In order to use Data Transforms like this on my own training set, I first need to calculate the mean and standard deviation of my images in the training set which is [87.92133030884222, 89.66749718221185, 81.1012737560522] and [53.17980884, 51.26849681, 51.69558279].

Now I am wondering after applying random sized crop and random horizontal flip which essentially is generating more training examples in the data loader object so surely now my standard deviation and mean of the images will change a little bit.

What is the workaround of this or rather people tend to normalise images first upfront to the [0,1] for all three channels and apply a vanilla mean and variance like [0.5,0.5,0.5] and [0.5,0.5,0.5]?

It really doesn’t matter. There is nothing magic about normalizing your
data to get exactly some mean and standard deviation – you just want
to get the general scale of your data to be sensible.

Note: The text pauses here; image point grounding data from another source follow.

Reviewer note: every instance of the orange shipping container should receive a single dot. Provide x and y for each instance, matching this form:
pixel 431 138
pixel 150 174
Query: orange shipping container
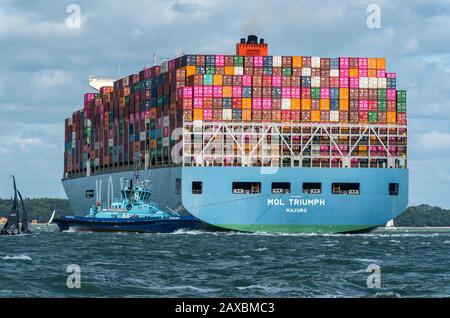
pixel 246 115
pixel 343 104
pixel 227 91
pixel 198 114
pixel 229 70
pixel 391 117
pixel 296 61
pixel 191 70
pixel 353 72
pixel 343 93
pixel 246 103
pixel 324 104
pixel 295 103
pixel 381 63
pixel 217 81
pixel 306 104
pixel 315 116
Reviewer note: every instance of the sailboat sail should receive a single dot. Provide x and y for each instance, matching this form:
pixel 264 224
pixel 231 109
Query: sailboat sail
pixel 25 219
pixel 12 223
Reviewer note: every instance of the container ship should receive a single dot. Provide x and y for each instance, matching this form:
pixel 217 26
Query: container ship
pixel 249 142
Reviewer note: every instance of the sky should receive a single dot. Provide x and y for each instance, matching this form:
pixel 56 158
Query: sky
pixel 45 62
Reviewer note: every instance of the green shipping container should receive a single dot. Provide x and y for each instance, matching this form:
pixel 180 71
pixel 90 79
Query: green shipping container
pixel 238 61
pixel 373 117
pixel 381 93
pixel 401 96
pixel 401 107
pixel 382 105
pixel 315 93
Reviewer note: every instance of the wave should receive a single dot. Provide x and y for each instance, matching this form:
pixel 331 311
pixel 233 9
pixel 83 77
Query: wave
pixel 21 257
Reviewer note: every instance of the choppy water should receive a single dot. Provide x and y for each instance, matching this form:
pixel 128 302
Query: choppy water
pixel 196 264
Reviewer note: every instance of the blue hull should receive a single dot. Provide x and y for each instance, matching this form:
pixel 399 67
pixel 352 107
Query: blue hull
pixel 129 225
pixel 267 212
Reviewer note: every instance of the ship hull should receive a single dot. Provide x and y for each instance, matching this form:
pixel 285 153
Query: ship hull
pixel 295 212
pixel 129 225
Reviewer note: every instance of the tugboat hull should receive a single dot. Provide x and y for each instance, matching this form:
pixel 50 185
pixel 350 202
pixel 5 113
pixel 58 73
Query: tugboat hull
pixel 138 225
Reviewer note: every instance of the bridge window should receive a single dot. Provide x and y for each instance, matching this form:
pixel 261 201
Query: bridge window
pixel 312 187
pixel 393 188
pixel 281 187
pixel 246 187
pixel 345 188
pixel 197 187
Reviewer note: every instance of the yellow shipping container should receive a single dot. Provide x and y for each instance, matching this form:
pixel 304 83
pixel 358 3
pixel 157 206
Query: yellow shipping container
pixel 353 72
pixel 381 63
pixel 218 80
pixel 343 104
pixel 191 70
pixel 246 115
pixel 246 103
pixel 295 104
pixel 297 61
pixel 306 104
pixel 227 91
pixel 324 104
pixel 343 93
pixel 392 117
pixel 315 116
pixel 198 114
pixel 372 63
pixel 229 70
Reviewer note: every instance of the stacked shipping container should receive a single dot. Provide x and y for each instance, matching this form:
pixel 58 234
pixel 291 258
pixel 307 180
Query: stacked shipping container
pixel 138 114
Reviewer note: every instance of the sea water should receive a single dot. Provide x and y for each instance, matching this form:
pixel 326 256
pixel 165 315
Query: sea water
pixel 389 263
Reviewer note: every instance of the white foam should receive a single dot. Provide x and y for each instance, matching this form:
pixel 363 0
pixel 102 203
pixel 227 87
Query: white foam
pixel 21 257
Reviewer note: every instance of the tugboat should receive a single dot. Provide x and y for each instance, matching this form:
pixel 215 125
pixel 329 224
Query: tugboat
pixel 133 213
pixel 13 225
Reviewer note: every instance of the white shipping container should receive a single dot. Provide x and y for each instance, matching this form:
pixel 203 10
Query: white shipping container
pixel 382 83
pixel 227 114
pixel 334 73
pixel 286 103
pixel 277 61
pixel 315 61
pixel 315 81
pixel 166 121
pixel 306 71
pixel 238 70
pixel 334 115
pixel 363 82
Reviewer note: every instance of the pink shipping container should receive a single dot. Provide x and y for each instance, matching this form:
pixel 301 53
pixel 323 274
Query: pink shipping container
pixel 267 103
pixel 257 103
pixel 286 92
pixel 198 91
pixel 381 73
pixel 354 82
pixel 343 62
pixel 217 91
pixel 391 94
pixel 246 80
pixel 364 105
pixel 324 93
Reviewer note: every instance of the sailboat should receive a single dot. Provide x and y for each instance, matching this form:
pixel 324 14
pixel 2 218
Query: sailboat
pixel 12 225
pixel 390 225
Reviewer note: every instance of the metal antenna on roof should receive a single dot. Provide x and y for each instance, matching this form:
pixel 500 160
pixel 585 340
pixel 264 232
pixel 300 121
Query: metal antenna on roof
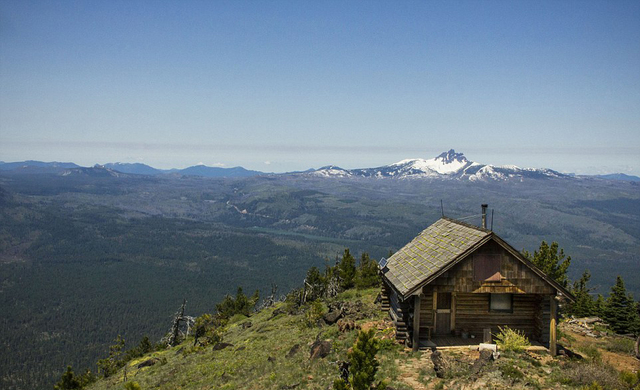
pixel 491 219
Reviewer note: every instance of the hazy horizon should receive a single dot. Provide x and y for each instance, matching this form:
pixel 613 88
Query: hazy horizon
pixel 284 86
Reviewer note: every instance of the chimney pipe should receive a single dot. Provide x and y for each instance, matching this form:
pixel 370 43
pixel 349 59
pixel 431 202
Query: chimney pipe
pixel 484 215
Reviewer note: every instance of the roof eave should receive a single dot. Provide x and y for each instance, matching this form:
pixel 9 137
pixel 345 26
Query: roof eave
pixel 448 266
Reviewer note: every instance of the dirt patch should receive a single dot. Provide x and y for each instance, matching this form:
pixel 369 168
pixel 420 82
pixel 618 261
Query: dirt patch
pixel 619 361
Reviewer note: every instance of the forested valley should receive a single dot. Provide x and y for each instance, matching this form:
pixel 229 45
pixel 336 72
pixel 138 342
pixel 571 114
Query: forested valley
pixel 84 259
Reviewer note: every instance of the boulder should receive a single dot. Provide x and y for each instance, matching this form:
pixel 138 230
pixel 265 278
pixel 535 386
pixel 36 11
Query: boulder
pixel 220 346
pixel 320 349
pixel 148 363
pixel 332 317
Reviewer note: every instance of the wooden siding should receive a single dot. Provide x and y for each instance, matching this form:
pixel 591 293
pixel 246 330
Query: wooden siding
pixel 472 314
pixel 517 278
pixel 530 315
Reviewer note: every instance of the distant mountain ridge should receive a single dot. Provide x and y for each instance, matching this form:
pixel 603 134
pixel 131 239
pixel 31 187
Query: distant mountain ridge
pixel 448 165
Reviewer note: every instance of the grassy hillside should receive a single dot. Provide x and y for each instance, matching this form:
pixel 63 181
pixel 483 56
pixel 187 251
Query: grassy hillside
pixel 83 259
pixel 274 353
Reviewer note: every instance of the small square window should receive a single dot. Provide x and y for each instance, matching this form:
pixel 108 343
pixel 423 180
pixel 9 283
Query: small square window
pixel 486 268
pixel 501 302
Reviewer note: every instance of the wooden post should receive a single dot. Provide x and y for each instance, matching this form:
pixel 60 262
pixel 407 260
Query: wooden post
pixel 453 311
pixel 552 326
pixel 434 308
pixel 416 322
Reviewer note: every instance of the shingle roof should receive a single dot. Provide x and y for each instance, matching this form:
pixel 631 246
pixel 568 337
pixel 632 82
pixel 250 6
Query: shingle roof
pixel 434 248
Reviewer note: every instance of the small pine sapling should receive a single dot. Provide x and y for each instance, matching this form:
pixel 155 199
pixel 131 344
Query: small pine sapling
pixel 363 365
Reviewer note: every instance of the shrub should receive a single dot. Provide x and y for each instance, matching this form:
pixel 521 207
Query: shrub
pixel 511 339
pixel 630 379
pixel 621 344
pixel 314 312
pixel 363 363
pixel 592 352
pixel 592 374
pixel 132 386
pixel 511 371
pixel 207 329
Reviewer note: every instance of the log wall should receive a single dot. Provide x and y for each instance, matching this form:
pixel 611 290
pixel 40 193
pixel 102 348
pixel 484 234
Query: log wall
pixel 517 278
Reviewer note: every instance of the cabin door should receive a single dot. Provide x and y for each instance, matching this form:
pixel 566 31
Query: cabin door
pixel 443 314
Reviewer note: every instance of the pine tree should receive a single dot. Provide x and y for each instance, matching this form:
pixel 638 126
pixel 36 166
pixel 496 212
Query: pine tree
pixel 584 305
pixel 367 274
pixel 551 262
pixel 68 381
pixel 316 284
pixel 621 310
pixel 363 364
pixel 347 270
pixel 599 306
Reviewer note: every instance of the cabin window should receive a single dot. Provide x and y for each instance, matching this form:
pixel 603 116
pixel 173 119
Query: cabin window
pixel 486 268
pixel 501 303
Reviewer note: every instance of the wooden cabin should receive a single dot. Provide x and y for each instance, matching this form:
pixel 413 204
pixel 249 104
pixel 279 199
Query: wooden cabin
pixel 455 279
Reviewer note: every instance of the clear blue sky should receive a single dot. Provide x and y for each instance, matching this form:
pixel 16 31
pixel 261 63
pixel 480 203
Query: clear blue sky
pixel 278 86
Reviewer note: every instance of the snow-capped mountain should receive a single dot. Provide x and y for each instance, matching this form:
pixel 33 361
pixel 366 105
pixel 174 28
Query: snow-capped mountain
pixel 448 165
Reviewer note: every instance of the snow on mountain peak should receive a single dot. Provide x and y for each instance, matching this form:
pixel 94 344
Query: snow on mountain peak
pixel 451 156
pixel 446 163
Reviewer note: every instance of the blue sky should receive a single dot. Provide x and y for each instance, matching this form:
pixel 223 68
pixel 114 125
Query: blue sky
pixel 279 86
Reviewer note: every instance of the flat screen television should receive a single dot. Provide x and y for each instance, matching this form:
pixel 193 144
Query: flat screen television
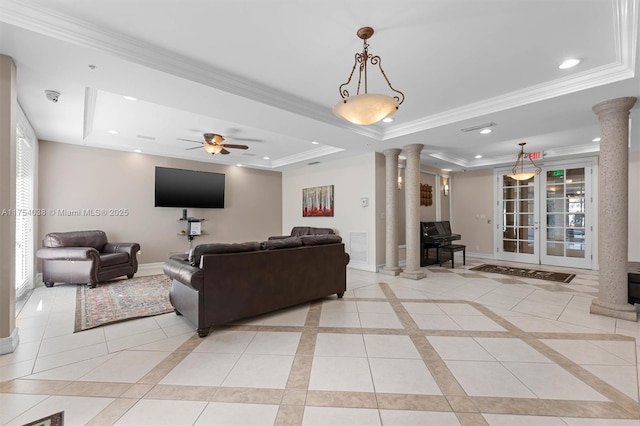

Unless there is something perniciously weird about your data, the
augmentation you are using will have very little effect on the statistics
of your data set. You’ll be fine calculating the mean and standard
deviation of your original training set and using those values to
normalize your augmented set.

If your training set is packaged as a giant tensor, train, (of shape (nSample, width, height, nChannel)), then you can use torch.mean() and torch.std() with the dim argument: torch.mean (train, dim = (0, 1, 2). This will return a tensor
of shape (nChannel, ) containing the means for each of the channels.